Quando ele foi parar no hospital e entrou em coma, eu não imaginava que ele pudesse morrer. Mesmo porque havia em mim plena confiança de que Deus o tiraria daquela situação. Certo dia, fomos eu e meu irmão José Wilton visitá-lo, às quatro da tarde, hora das visitas. Nos preparamos para entrar na UTI. Vestimos os jalecos, os sapatos e as toucas e adentramos o corredor do hospital. Uma médica se aproximou e nos perguntou: “Vocês são os filhos do ‘Seu’ Zuza?”. Sim, respondemos.

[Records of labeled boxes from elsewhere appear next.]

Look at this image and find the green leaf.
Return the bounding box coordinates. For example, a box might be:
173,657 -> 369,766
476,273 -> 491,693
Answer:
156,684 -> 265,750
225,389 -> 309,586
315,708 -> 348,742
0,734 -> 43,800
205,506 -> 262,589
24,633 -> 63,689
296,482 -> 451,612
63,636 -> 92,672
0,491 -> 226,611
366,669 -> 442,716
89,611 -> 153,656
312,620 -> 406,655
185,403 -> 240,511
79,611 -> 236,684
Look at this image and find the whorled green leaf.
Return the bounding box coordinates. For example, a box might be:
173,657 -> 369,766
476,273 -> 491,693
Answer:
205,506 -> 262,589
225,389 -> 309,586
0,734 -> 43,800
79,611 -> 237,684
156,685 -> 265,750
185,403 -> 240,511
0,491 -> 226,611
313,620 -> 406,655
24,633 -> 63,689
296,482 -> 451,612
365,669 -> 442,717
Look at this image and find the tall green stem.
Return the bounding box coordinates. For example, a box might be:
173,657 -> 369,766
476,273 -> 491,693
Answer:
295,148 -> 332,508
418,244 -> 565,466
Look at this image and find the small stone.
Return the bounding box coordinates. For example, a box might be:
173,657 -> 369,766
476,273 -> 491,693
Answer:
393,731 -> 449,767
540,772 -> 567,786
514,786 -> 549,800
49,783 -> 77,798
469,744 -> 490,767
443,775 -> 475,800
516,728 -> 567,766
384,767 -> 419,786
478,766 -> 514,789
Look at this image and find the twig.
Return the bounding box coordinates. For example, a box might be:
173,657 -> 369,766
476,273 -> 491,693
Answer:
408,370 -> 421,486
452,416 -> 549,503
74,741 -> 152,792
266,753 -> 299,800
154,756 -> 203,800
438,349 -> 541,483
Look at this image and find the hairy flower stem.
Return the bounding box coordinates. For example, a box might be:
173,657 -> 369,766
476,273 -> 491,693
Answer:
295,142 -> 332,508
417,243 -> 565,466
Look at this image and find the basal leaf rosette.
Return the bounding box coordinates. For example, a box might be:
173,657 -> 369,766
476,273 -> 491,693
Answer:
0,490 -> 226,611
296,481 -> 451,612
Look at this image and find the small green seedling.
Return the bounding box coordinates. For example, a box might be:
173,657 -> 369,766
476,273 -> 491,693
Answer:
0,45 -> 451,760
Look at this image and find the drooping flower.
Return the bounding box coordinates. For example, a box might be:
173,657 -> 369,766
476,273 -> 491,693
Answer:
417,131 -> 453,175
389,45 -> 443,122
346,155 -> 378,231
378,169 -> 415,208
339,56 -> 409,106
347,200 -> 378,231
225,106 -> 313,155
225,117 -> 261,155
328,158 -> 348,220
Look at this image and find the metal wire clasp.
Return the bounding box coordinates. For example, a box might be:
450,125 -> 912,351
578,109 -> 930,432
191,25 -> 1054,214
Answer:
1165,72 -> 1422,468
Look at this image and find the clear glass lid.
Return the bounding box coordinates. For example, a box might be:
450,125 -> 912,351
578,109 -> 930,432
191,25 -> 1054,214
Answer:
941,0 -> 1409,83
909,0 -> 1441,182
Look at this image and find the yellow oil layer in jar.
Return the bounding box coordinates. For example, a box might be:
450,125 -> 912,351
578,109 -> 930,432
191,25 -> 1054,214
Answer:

Ela, então, deu a notícia de que nosso pai falecera às dez horas da manhã.
O mundo caiu sob nossos pés. Fui para um lado chorando e meu irmão para o outro. Até que, insatisfeito com as palavras da médica, perguntei onde estava o corpo. Ela disse que já devia estar na anatomia. Sem pensar, desci os corredores do hospital, em busca do meu pai. Na sala de anatomia, deparei com vários corpos, uns nas mesas, outros nas gavetas e alguns no chão. Perguntei ao agente de saúde que estava lá qual deles seria o meu pai. Ele me respondeu: “Pela hora que seu pai faleceu, ele deve ser um desses que está no chão”, apontando para um saco azul. Quando abri aquele enorme zíper, lá estava ele, com o rosto enorme, inchado de tanto soro, e a boca ainda sangrando por causa do tubo que usara na UTI.
Foi então que meus pensamentos se voltaram a Deus. Surgiram as perguntas: Fizéramos o que deveria ter sido feito? Por que o Senhor o levara? Onde estaria o Senhor da vida? Os textos que me vieram à mente, naquele momento, foram: “Onde estavas tu, quando fundei o mundo? Eu sou o Deus que dá a vida e a pode tirar. Sou Deus que cura, trata, salva e leva aqueles que são meus. E me alegro na morte dos justos”. Só então pude descansar, no Senhor que me fez lembrar a história do ladrão que, antes de morrer, reconhecera o senhorio de Jesus e seu poder em salvá-lo.
Pai, neste Dia dos Pais, acredito que o seu maior presente seria conhecer o Matheus, o Davi, o Pedro, o Guilherme, a Helena, a Jaqueline, a Débora, o Marcelo. Todos seriam contagiados por sua humildade, hospitalidade e tremenda facilidade em ajudar as pessoas. Esses valores são eternos. Hoje procuro transmitir aos meus filhos e a todos que me rodeiam os ensinamentos do velho Zuza, extraídos dos momentos em que éramos parceiros nas reformas e nas obras, nas caminhadas de bicicletas pelas madrugadas e à noitinha, quando retornávamos para casa.
Haverá um dia em que nos veremos outra vez. Com certeza com outros nomes e corpos incorruptíveis, e num lugar onde não haverá sofrimento nem dores. Eu o reconhecerei, você me reconhecerá, e juntos adoraremos ao Deus da vida. E numa só voz cantaremos, sem cessar: “Santo, Santo, Santo é o Senhor, para todo o sempre!”
Aos que me leem, feliz Dia dos Pais! E que o bom Deus faça do seu pai o seu grande herói, e de você o seu maior admirador. Que Ele permita que você o ame e seja por ele amado enquanto houver vida.